El espectáculo, la sorpresa y las risas. Capturar los diferentes momentos, tolerar las interrupciones, los cambios de vestuario, los juegos, entregarse a la improvisación y el absurdo. Esa es la intención que, luego, se refleja en el cariño, la preparación y el profesionalismo con la que El Kuelgue despliega su performance sobre el escenario. En esencia, hace varios años que la banda oriunda de Villa Crespo domina esos elementos artísticos ante un público que, otra vez, disfrutó de una propuesta integral que los reunió para cantar las nuevas incorporaciones y las canciones que marcaron sus años anteriores.
El show ofreció distintos momentos y, como sugería la distribución del Movistar Arena, la puesta en escena y los personajes no serían figuras estáticas. Con pulso firme, “Sínoca” removió el telón y seguidamente “Epifanía” y “Haditas” introdujeron al público las anécdotas y actualidad de Díscolo. Con un ligero cambio, “Ir derecho”, “Bossa” y “Buena Tela”, entre otras, prepararon el ánimo para que Zoe Gotusso acompañara a sus amigos para cantar “Carta para no Llorar” y para que, minutos después, algunos integrantes de la banda se desplazarán al extremo opuesto, en un formato reducido, para tocar las versiones de “Loquero viejo”, “Pleyades” y “Paradise”. Los muchachos se divertían; el público también.

En una breve interrupción, una versión instrumental de “Todo un palo” sorprendió, como así fue la reacción de las personas al cantar y levantar sus dedos en homenaje al Indio Solari. Reincorporada la banda, el repertorio continuó con “Natación” y luego fue Abel Pintos quien se sumó a la versión de “La máquina” y al tributo a Gustavo Cerati al interpretar “Cactus”. Seguidamente, entre improvisaciones, abrazos y la constante actuación de Kartún, tocaron “Bailo”, “Vos y la mancha” y “Díganselo”. Las frases, el sentido y los recuerdos de esas canciones fueron intransferibles para cada persona que levantaba sus manos acompañando.

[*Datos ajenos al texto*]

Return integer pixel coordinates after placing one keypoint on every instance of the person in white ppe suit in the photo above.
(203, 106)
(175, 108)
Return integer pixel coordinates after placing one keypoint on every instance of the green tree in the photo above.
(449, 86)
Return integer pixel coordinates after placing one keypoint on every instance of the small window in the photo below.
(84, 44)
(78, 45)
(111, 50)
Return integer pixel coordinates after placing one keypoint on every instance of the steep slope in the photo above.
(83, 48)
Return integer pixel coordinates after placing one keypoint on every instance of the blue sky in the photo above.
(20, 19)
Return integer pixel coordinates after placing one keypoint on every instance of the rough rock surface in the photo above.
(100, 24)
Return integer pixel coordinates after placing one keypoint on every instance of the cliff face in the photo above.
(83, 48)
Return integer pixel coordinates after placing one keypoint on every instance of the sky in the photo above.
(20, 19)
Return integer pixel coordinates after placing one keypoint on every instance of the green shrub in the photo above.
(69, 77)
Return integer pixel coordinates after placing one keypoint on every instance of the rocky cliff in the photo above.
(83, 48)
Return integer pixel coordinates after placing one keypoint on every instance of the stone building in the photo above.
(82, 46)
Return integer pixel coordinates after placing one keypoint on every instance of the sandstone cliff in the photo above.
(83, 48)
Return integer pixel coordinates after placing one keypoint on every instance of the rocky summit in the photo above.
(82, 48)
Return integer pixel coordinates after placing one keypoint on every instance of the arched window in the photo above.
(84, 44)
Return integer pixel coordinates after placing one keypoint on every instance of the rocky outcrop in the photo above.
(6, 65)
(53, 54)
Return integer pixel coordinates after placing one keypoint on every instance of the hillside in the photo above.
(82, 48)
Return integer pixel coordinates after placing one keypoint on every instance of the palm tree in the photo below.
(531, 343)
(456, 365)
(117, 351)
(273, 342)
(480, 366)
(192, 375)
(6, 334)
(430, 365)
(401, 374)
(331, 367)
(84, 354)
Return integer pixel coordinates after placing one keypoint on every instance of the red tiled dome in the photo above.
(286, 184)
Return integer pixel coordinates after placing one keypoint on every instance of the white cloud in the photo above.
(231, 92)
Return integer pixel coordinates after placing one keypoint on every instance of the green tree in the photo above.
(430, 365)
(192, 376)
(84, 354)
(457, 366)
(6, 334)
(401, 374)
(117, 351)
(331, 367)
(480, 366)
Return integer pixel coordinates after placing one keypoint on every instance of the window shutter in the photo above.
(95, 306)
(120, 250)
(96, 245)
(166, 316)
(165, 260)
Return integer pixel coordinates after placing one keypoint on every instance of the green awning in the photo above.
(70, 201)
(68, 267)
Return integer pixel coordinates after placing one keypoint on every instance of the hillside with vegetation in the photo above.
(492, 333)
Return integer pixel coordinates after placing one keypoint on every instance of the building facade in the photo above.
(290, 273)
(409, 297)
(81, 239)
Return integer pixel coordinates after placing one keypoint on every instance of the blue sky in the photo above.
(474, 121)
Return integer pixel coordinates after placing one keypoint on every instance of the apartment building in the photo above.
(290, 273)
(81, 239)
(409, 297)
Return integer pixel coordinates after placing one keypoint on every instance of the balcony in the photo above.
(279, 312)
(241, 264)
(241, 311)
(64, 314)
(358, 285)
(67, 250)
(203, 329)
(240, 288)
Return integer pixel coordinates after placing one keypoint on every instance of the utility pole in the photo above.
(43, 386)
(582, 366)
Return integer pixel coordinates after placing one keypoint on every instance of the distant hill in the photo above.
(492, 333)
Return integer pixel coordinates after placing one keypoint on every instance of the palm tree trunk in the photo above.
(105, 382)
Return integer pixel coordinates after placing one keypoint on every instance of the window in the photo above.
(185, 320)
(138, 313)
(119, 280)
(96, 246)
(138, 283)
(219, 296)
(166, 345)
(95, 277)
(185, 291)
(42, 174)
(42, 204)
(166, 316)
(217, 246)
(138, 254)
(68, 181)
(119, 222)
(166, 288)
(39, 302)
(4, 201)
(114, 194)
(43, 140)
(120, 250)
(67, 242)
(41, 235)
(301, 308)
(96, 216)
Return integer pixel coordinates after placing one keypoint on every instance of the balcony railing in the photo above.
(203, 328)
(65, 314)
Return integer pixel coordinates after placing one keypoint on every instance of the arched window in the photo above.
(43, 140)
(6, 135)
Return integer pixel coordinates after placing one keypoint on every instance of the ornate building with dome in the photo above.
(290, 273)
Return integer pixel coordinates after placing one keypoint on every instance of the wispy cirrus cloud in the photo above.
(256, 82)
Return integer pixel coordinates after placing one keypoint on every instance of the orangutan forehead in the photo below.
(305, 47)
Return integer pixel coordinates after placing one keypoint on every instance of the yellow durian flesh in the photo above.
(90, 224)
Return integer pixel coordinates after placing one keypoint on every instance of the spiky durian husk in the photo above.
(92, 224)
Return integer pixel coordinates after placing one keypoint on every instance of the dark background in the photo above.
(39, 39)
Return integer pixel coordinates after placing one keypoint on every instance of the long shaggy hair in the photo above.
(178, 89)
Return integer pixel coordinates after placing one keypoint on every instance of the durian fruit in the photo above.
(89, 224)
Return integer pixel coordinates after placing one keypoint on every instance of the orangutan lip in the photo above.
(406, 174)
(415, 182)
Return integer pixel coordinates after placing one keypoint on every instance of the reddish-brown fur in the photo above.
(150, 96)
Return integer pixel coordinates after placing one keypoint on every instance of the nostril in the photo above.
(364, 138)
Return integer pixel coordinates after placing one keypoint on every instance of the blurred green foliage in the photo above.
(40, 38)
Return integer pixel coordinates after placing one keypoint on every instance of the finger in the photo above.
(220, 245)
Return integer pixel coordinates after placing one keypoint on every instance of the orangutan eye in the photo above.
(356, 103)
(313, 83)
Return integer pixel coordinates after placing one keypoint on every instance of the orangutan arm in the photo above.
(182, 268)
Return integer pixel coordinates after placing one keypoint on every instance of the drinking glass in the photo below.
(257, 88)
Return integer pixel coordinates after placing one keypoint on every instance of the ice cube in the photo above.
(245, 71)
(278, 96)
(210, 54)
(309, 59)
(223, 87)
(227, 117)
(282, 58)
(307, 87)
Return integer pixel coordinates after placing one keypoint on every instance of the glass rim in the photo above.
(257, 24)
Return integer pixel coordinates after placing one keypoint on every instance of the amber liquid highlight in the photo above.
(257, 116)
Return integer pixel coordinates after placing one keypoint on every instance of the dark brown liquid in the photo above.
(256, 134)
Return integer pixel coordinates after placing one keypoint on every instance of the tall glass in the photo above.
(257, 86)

No debía faltar el homenaje a una canción que, por su simpleza, se convirtió en un recuerdo del inicio del movimiento indie en el país: “Parque acuático”. Guitarra y voz, sin fuego, pero, con miles de personas compartiendo un mismo afecto. Así, el show avanzaba hacia su final cuando la banda tocó “Peluquita”, “Hola precioso”, “Barry lindo”, hasta que el último invitado de la noche, Piti Fernández, se sumó al escenario para saltar y divertirse con “Show me your Monkey” y corear, exultante, los estribillos de “Viejos vinagres” y “La rubia tarada”. Con sus estilos, los tributos no fallaron. Finalmente, “Avenida” y “La curva” fueron las últimas canciones de una noche de reencuentro bajo el enorme carrusel que, otra vez, volvió a girar.

El juego, la broma, los límites del absurdo, la sátira, la curiosidad, las amistades y la infancia han sido, entre otros, elementos constante de un estilo que el Kuelgue trabajó desde sus orígenes en 2004. El escenario es, quizás, el espacio que mejor les permite ese despliegue que, como han declarado, se trata principalmente de divertirse entre amigos mientras la música surge. Además, ¿hay mejor lugar para tocar que el barrio? Con agradecimientos, la gira del carrusel se prepara para las siguientes estaciones.